As the program becomes more established, Ryan, who has taught sailing to groups of women, wants to teach youth to sail aboard her Tartan 30-foot sloop. “My experience teaching women initiated this idea of using sailing and boats as a way to help people overcome some of their challenges,” she says. When she later worked for a mental health agency and participated in a boatbuilding program with kids with mental problems, she decided to go off on her own and found the Compass Project.

Ryan also plans to add apprenticeships in local marine industries to give students the opportunity for job shadowing and job experience. She will ask professionals in marine-related businesses and volunteers from the community to participate as role models, mentors and teachers.

During its first year, the the Compass Project was funded by $5,000 from the Maine Community Foundation and matching funds from individuals and the Unity Foundation. In the winter and spring it received further contributions from individuals and the Unity Foundation and from the Edward Davies Benevolent Fund. This fall, it received a $10,000 grant from the Davis Family Foundation.

Last fall, Compass groups met at the Saint Lawrence Arts and Community Center on Munjoy Hill, but recently, they moved to 170 Anderson St. in Portland. There, they have a much larger facility with room to store the Grand Banks dories and other boats, set up power tools – many belong to McDonald and others were donated – and provide space for building boats and classroom teaching or meetings. The facility is still being adapted to their needs with the help of volunteers who belong to the Friends of the the Compass Project, who have put out a wish list which includes furniture, tools, a VCR, copier and computer equipment.

The Compass Project will offer three classes a week this fall: two six-week programs for middle schoolers who will build a six-hour canoe and one 10-week session for high school students to build an Optimist Dinghy. In February they will add boatbuilding classes for adults on weeknights and weekends.

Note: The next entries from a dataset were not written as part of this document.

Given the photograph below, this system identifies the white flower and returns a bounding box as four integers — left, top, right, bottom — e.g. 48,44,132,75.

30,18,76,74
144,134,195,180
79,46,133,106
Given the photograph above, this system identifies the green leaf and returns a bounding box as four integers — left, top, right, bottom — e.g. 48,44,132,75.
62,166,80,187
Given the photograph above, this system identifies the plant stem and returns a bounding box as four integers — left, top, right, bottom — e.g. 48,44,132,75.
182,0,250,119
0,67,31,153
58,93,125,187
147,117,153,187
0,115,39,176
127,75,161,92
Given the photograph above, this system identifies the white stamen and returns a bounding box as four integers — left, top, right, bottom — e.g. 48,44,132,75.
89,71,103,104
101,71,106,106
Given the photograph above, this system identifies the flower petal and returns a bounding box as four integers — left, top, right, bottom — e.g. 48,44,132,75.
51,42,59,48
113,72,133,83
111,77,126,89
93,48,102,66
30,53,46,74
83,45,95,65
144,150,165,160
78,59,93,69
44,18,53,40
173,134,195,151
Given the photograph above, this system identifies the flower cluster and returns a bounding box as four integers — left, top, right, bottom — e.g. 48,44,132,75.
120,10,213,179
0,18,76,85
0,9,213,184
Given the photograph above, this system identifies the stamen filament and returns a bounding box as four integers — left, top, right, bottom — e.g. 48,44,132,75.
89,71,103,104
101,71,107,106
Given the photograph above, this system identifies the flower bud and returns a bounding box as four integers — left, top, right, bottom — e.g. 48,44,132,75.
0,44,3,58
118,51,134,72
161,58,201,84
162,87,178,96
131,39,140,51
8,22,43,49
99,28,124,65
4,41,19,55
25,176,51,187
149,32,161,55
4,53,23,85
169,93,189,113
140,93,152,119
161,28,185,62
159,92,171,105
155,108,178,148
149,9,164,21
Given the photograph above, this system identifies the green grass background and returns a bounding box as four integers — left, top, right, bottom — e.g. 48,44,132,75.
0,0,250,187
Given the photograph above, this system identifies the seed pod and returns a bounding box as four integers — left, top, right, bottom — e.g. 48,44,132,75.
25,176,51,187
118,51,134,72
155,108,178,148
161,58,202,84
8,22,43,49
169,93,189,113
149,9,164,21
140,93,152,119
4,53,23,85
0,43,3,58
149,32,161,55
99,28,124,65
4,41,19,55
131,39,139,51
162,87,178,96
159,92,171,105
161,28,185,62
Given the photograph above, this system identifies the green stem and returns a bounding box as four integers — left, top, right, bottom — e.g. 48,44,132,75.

Ryan, who works as a counselor primarily with youth and families, says getting the Compass Project up and running has been a second full-time job. Her efforts have been appreciated. One student traveled from Lewiston to participate in all three boatbuilding projects last year and continued to work with McDonald during the summer. In May, the Maine Children’s Alliance honored the Compass Project for the possibilities it offers to Portland youth by awarding it the Giraffe Award, given to an “Innovative Nonprofit Organization.”